I struggled with who I was for a while, most of it internally, which is unfortunately how many gay kids grow up. Upon discovering the show, I can trace a clear line of my self-acceptance with the course of the series. In the first season, Cosima meets the French scientist Delphine, and they quickly become entangled. At first, I watched, afraid yet fascinated with Cosima and Delphine’s relationship, too scared to ask why I was so interested in them. Rewatching those episodes again and again, I finally had to confront myself. I was terrified to admit the truth and although it was extremely difficult, I still had the comfort of the show I loved to fall back on.
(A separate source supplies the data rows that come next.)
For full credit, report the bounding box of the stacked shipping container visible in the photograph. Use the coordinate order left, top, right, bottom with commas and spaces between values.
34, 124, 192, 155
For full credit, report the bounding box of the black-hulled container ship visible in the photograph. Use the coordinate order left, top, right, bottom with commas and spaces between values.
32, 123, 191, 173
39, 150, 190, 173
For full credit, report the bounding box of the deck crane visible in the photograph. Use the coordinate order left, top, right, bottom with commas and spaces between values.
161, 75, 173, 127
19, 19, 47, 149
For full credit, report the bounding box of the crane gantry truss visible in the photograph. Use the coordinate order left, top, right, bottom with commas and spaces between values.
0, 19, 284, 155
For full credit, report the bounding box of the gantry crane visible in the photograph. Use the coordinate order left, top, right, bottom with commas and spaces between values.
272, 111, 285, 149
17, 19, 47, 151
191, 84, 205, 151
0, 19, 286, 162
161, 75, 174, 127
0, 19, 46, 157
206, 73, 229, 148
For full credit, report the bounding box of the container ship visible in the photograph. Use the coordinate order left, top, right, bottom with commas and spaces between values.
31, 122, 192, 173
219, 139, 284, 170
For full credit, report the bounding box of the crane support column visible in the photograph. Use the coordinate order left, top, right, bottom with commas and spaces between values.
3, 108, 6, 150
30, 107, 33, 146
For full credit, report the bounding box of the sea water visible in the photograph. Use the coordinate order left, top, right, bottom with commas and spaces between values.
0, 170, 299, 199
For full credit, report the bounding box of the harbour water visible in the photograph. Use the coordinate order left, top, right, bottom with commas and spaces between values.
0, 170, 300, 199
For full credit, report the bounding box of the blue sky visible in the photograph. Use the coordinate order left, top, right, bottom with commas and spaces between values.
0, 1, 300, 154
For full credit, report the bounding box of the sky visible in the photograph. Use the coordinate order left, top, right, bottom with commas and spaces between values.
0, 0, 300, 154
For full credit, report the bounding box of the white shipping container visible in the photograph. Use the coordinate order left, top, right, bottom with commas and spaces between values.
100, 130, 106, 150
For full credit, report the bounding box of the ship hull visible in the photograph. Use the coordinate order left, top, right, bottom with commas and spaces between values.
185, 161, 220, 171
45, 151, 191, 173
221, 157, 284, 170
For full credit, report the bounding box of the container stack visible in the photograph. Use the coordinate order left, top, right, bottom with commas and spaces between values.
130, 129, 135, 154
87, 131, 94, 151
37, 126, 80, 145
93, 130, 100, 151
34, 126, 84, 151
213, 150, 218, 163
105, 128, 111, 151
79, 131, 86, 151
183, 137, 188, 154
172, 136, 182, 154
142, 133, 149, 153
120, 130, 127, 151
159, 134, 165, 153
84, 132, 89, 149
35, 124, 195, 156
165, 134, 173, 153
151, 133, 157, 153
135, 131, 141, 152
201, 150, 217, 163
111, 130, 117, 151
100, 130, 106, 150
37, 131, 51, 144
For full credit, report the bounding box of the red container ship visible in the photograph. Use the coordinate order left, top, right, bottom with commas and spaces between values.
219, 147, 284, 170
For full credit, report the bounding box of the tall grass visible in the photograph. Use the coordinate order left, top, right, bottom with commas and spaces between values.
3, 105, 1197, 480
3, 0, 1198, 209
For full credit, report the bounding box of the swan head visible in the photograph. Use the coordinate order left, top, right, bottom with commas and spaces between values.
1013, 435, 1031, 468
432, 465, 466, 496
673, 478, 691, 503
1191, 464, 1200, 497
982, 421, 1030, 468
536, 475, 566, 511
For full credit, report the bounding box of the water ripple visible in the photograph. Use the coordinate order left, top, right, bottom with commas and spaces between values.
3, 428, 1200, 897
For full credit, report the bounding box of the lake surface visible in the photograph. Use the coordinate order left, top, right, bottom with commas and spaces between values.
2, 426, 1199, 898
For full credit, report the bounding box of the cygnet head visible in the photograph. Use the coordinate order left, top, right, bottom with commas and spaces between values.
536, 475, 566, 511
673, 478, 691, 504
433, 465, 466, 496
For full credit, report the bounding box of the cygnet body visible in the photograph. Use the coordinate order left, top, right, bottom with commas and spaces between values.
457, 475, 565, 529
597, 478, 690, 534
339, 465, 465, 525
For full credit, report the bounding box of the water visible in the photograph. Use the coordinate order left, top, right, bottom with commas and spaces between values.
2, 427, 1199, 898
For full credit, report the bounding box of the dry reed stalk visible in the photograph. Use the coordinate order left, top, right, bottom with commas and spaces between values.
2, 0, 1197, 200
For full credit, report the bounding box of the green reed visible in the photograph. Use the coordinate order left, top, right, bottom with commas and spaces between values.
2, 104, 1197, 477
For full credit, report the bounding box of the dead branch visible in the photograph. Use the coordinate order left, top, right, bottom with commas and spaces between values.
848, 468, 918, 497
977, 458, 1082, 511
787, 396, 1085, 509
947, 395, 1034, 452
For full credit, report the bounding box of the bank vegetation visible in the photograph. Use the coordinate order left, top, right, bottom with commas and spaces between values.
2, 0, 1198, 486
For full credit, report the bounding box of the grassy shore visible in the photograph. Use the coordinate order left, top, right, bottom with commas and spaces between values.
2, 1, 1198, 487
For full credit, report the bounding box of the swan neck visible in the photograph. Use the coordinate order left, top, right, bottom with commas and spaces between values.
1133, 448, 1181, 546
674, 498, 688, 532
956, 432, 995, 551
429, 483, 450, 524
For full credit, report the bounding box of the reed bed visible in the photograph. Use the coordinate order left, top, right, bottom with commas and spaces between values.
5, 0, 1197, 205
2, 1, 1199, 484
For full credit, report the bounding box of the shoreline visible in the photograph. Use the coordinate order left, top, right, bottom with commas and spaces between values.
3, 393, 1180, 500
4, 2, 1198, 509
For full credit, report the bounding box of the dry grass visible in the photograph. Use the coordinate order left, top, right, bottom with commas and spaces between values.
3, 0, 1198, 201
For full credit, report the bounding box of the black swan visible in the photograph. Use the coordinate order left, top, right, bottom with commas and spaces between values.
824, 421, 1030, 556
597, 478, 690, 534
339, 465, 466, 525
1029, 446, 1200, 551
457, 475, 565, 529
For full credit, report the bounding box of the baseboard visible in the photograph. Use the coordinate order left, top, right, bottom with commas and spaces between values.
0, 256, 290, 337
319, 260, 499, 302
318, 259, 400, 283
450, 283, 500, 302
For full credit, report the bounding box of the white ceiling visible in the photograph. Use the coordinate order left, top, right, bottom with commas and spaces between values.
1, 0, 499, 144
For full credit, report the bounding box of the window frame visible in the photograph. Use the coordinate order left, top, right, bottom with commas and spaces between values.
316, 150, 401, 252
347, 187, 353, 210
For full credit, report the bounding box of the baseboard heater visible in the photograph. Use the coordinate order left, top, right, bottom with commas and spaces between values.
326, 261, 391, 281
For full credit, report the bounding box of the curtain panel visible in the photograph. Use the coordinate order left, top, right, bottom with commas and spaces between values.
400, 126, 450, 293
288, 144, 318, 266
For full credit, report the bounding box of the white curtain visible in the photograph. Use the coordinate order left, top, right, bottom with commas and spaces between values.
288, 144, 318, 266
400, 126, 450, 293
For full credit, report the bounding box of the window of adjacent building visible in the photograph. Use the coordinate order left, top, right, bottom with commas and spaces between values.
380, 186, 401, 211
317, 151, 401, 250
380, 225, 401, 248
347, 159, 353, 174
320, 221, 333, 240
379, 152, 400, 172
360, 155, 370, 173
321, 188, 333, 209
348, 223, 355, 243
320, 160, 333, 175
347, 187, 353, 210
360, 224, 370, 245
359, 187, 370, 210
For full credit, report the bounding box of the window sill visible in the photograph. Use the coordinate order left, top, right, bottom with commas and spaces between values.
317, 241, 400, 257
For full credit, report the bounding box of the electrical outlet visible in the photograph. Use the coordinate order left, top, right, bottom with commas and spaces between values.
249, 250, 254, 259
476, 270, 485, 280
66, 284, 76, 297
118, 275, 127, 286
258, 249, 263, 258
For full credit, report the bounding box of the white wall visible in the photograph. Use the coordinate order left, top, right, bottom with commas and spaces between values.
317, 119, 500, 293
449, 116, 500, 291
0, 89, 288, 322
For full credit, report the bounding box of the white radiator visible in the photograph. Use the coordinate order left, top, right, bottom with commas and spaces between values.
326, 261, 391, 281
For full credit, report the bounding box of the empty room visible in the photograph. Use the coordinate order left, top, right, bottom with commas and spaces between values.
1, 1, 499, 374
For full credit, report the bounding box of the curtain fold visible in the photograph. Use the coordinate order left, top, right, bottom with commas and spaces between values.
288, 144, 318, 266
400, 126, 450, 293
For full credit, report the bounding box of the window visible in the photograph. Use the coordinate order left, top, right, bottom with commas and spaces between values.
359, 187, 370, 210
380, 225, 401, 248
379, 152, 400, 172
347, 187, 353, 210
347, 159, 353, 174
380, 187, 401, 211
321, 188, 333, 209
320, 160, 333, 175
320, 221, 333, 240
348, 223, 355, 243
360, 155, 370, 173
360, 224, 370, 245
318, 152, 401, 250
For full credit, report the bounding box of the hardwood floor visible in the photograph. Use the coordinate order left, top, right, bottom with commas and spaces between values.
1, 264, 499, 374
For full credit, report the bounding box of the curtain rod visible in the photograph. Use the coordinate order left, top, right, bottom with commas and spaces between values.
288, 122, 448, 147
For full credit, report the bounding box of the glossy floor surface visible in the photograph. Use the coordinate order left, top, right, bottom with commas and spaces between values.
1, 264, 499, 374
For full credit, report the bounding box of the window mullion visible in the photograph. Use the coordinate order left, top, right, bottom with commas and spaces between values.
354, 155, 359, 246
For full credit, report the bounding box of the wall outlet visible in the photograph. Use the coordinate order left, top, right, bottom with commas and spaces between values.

Having a small audience, the series felt like it was always on the verge of being canceled. However, behind it was a vibrant fan base dubbed ‘Clone Club,’ who strongly voiced their praise for the show. This offered further escape for me as well as many others, a place where fans could connect and share their stories. I was able to watch this relationship unfold between two women who were more than their sexualities; they were full people. People who had hopes and dreams, whose storylines were integral to the plot and not just a side story that is thrown in carelessly. On the other side of that, I also was able to experience a supportive community that had found a similar escape in the show as I had.
“My sexuality isn’t the most interesting thing about me.” -Cosima Niehaus
However, no show is perfect, and Orphan Black certainly had its missteps. In taking a step forward with trans representation, they also took a step back by having Maslany, a cis woman, portray the trans clone character, Tony. Additionally, while the show had people of color as side characters, there was absolutely more room and opportunities to introduce more people of color to the center of the show. Despite the paths the show paved forward, Orphan Black still had more it could do for its audience.
Now as I think back on those nights I spent watching the show in the dark, afraid my parents would come knocking and discover what I was watching, I realize how far I have come. A few months after my self-realization, I began to watch the show downstairs on the family television, hoping to gauge reactions from them if they saw two women kissing on screen. Eventually, I was able to talk about it with them and have been growing ever since. Still, I often wonder if it would have been more difficult to do so without the comfort of Orphan Black to rely on.
My story is just one example of many as to why representation is so important. Orphan Black was not my first encounter with lesbian and bisexual women, it just happened to be the first one that didn’t scare the crap out of me for being different. The community and fans around the show also made me realize that I wasn’t alone, and that validation was something I desperately needed at the time. 2013 doesn’t seem like that long ago, but positive representation has only recently been recognized as something not only important but essential. Orphan Black was one of the first shows to plant that concept at the core of its being, and for that, I am forever grateful.